ÖCALAN İLE PKK’DAKİ DERİNLER GRUBUNDA YER ALAN DURAN KALKAN’IN BİRLİKTE KARIŞTIĞI SUÇLAR
Şükrü Gülmüş, Abdullah Öcalan’ın, soru işaretlerinin devam ettiği Reşadiye saldırısından sorumlu tuttuğu PKK’nın askeri kanat sorumlusu ve KCK Yürütme Konseyi Üyesi Duran Kalkan’a kızma sebebinin sorulması üzerine şunları söyledi:
“Duran reşit bir adamdır. Bizde köksüzler vardır. Yani PKK içerisinde ailesi, çevresi, aşireti olmayan insanlar var. Abdullah Öcalan daha çok bunlar üzerine çalışıp görev ve sorumluluk veriyor. Verdiği zaman da tek tek bunları böyle yerle yeksan ediyordu. Öcalan, Duran’ın özel bir gücünün olmadığını ve kendisi ile beraber çok suçlara karıştığını bildiğinden dolayı, ona itiraz edebileceğini bildiğinden dolayı yüklenir biraz Duran’a fazla.”
- Sevmez yani… Öcalan’ın teşkilatında şunu söyleyeyim. Çoğu arkadaşın anlayamadığı şey şudur: Bugün en çok Öcalan’dan bahsedenler en çok ondan nefret edenlerdir.
- Bazı Kemalistlerin Atatürk’ü kalkan olarak kullanması gibi… Evet sevmek zorundadırlar. Çünkü hayatlarını idame ettirebilmek için onu öne çıkarmak zorundadırlar. Bu Öcalan’ı sevdikleri anlamına gelmez. SALDIRIDAN SONRA
PKK’LILARIN ÜSLERİNE DÖNMELERİ MUCİZE
Tokat Reşadiye olayının kendisine Öcalan’ın, ‘Ergenekoncular 94’te bana Çiller’i vuracağız, siz de üstlenin teklifinde bulundular’ sözlerini hatırlattığını söyleyen Gülmüş, Reşadiye gibi bir yerde yapılan saldırıdan sonra PKK’lıların sağ salim üslerine dönmelerini ‘meleklerin işi’ olarak nitelendirdi. Gülmüş şöyle konuştu:
“Şimdi Tokat olayıyla ilgili olarak şunu söyleyeyim; aslında Öcalan’ın ‘yerim dar. Ölüm çukurundayım’ diye başlayan şey aynı zamanda kendi haklarını muhafaza etmek için ortaya atmış olduğu bir şeydi. Ama İstanbul’daki eylemlerde 17 yaşındaki kızın ölmesi, ondan sonra Diyarbakır’daki eylemlerde Aydın Erdem öldürülünce, olaylar kitlesel boyuta taşınınca bundan birileri bana göre vazife çıkardı.

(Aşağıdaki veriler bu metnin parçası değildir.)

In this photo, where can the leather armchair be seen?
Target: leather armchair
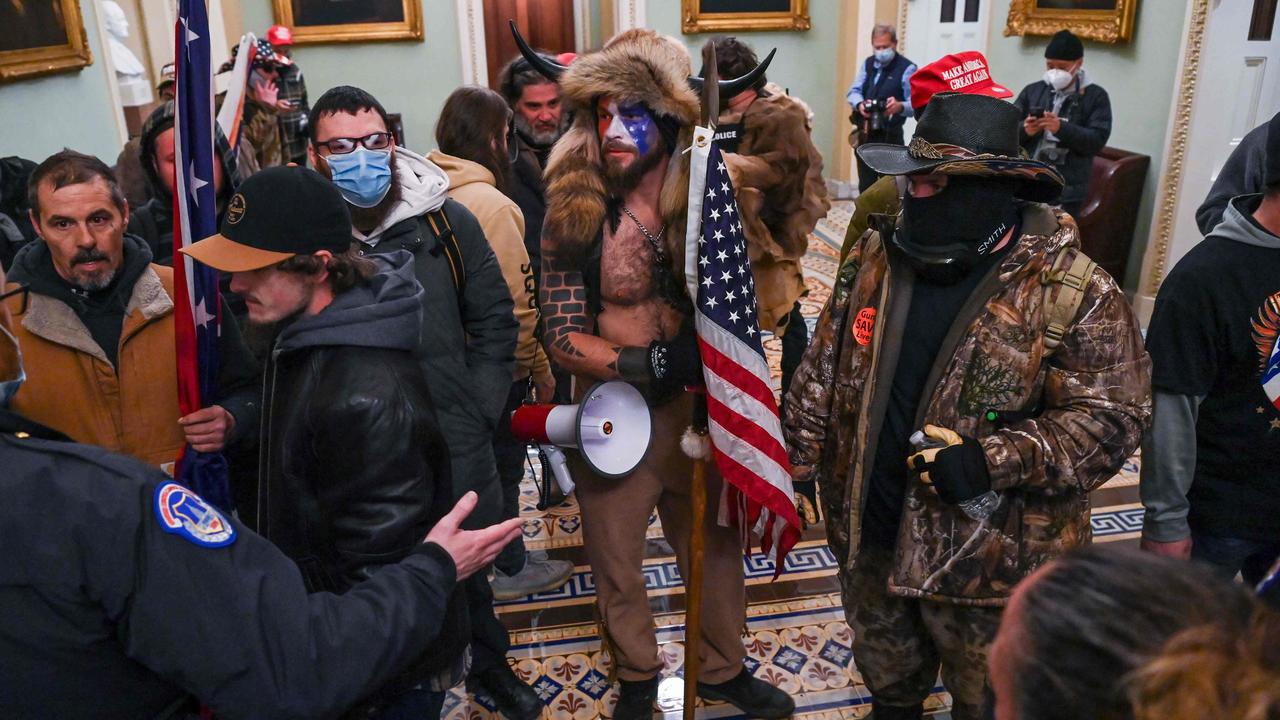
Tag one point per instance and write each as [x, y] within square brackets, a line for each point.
[1110, 212]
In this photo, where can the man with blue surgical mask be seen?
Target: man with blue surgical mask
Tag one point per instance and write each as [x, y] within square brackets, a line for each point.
[880, 96]
[398, 200]
[1066, 118]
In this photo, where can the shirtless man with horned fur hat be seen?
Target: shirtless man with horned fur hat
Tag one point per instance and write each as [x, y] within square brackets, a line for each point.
[613, 306]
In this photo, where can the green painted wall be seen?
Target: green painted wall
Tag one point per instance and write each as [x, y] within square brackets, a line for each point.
[1139, 76]
[803, 63]
[412, 78]
[45, 114]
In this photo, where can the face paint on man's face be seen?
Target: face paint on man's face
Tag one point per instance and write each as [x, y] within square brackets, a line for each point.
[627, 124]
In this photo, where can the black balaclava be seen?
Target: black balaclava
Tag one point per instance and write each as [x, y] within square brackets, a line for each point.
[950, 232]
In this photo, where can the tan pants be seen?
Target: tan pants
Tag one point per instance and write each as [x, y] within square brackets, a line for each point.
[615, 519]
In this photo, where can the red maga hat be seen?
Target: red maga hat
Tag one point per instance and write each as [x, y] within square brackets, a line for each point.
[961, 72]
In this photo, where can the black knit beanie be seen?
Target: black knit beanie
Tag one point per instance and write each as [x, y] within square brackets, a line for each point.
[1064, 46]
[1271, 169]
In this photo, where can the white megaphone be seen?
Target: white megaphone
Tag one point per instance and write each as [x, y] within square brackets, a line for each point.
[611, 428]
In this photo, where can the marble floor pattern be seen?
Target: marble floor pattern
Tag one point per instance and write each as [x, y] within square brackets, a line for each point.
[795, 636]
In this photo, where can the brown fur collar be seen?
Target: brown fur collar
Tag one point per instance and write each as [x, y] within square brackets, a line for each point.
[638, 65]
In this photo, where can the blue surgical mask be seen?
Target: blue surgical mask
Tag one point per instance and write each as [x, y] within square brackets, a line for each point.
[364, 176]
[10, 356]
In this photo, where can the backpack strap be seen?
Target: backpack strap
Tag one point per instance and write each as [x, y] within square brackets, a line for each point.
[1060, 310]
[443, 231]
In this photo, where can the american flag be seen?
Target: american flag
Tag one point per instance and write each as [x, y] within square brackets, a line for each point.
[196, 218]
[743, 415]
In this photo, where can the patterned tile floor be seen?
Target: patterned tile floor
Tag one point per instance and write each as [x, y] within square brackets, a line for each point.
[796, 637]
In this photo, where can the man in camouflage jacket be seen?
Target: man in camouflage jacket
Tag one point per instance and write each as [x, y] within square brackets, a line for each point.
[1048, 428]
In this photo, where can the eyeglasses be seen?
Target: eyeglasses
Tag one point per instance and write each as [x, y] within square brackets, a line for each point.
[343, 145]
[24, 291]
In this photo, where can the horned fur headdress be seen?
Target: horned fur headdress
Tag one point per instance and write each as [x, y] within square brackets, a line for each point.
[638, 65]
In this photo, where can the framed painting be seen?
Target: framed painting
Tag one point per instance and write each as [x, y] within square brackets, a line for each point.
[350, 21]
[744, 16]
[41, 37]
[1104, 21]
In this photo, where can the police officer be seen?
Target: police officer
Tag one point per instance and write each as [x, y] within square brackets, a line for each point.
[124, 595]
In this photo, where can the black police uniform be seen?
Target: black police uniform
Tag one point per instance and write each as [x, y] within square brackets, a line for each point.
[122, 596]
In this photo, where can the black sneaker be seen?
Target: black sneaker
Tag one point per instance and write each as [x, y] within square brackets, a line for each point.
[752, 696]
[515, 700]
[895, 712]
[635, 700]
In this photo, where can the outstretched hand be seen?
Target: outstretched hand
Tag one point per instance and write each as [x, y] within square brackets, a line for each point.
[471, 550]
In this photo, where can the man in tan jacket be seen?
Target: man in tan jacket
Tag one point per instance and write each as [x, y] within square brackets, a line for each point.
[97, 333]
[474, 133]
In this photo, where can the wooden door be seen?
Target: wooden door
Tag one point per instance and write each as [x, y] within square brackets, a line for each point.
[547, 24]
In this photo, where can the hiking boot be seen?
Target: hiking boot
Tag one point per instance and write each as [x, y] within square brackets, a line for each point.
[539, 574]
[754, 697]
[515, 700]
[635, 700]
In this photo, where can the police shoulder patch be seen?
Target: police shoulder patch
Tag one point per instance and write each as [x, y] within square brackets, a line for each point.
[183, 513]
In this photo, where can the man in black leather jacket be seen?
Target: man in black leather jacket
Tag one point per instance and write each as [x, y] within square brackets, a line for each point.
[353, 469]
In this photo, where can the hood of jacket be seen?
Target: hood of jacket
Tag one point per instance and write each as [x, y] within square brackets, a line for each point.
[461, 171]
[161, 119]
[387, 311]
[638, 65]
[33, 267]
[1238, 224]
[424, 187]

İki ihtimal saydım Tokat’la ilgili olarak; bir Dersim’de bunların işlerini aksatan, bunların gidişatına ayak uydurmayan bir grup da olabilir. Onların üzerine yıkıp aynı zamanda bunlara faturasını kesmek. İkincisi de direkt Ergenekon’un Reşadiye’deki kesimiyle KCK arasında sağlam bir kontak olur. Bunlar eylemleri kendi içerisinde yapar ve KCK’da üstlenir. Bu bana Abdullah Öcalan’ın ‘Tansu Çiller’i öldürmek istiyorlardı, dediler ki biz vuracağız siz üstlenin’ sözlerini hatırlattı. Böyle bir şey de olabilir. Bana göre, bir kere KCK’nın gerillaları gidip de Tokat Reşadiye’ye kadar inip, bu eylemi yapıp sonra üstlerine çekilmeleri meleklerin işi olabilir, Cebraillerin olabilir. Yani mümkün değil.

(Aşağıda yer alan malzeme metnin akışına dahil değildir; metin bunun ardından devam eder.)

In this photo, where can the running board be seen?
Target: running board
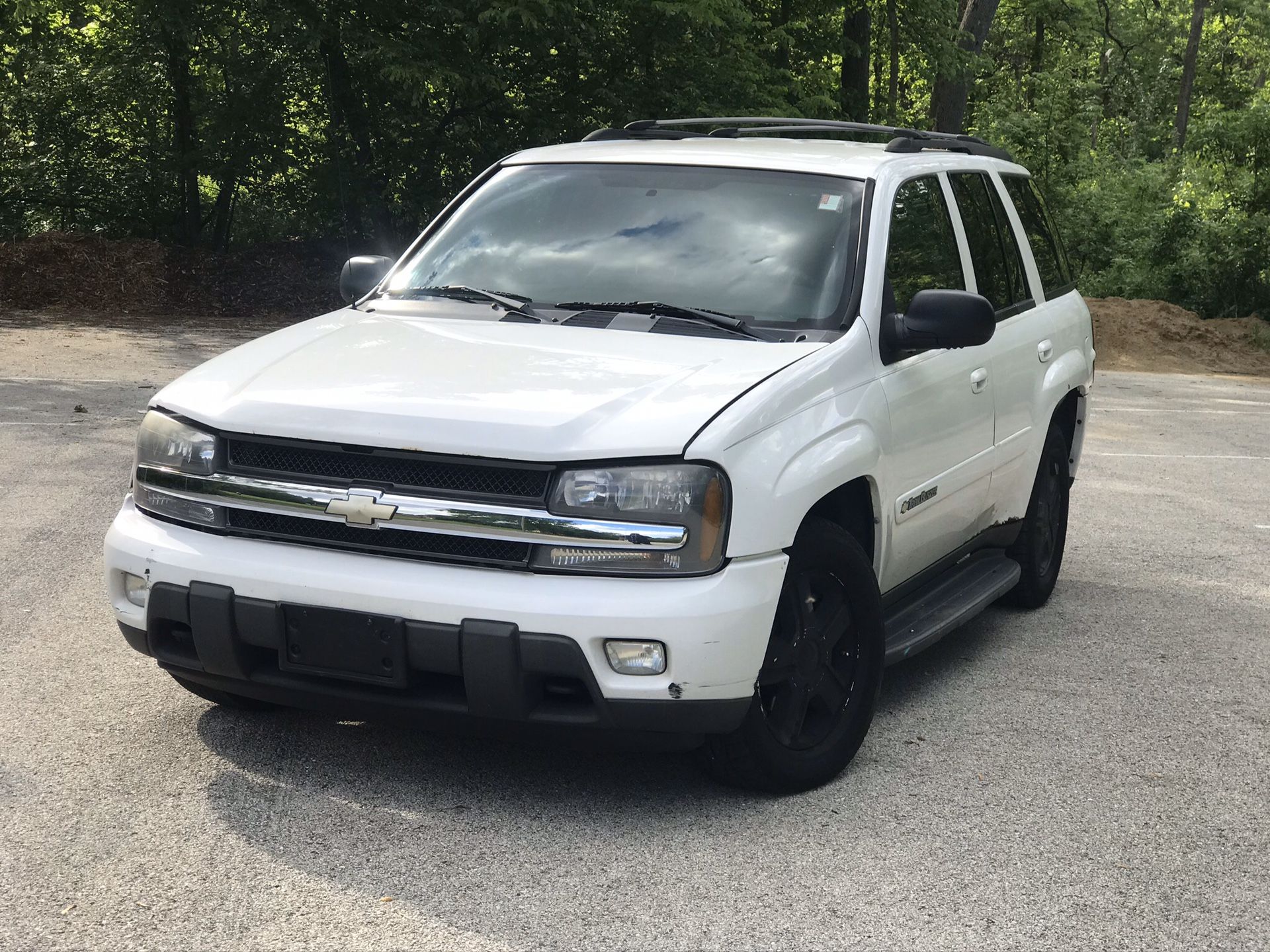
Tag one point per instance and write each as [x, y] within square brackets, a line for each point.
[952, 598]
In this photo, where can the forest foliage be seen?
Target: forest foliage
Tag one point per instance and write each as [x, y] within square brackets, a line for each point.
[229, 122]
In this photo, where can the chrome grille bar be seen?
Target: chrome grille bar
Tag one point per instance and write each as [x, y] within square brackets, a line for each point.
[414, 513]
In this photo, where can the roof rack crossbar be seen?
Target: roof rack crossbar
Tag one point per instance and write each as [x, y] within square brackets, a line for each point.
[904, 140]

Şimdi onların hakim olduğu alan değildir. Silahlı propaganda birliklerinde görev almışım. Az çok araziyi bilirim. Sen gidip Tokat Reşadiye’de bilgi, istihbarat toplayacaksın, ondan sonra günlerce oralardan tatbikat yapacaksın, planını kuracaksın ve öyle bir zamana denk getireceksin ki İstanbul, Diyarbakır arkasından üçüncü hamle Tokat Reşadiye’yi vuracaksın.”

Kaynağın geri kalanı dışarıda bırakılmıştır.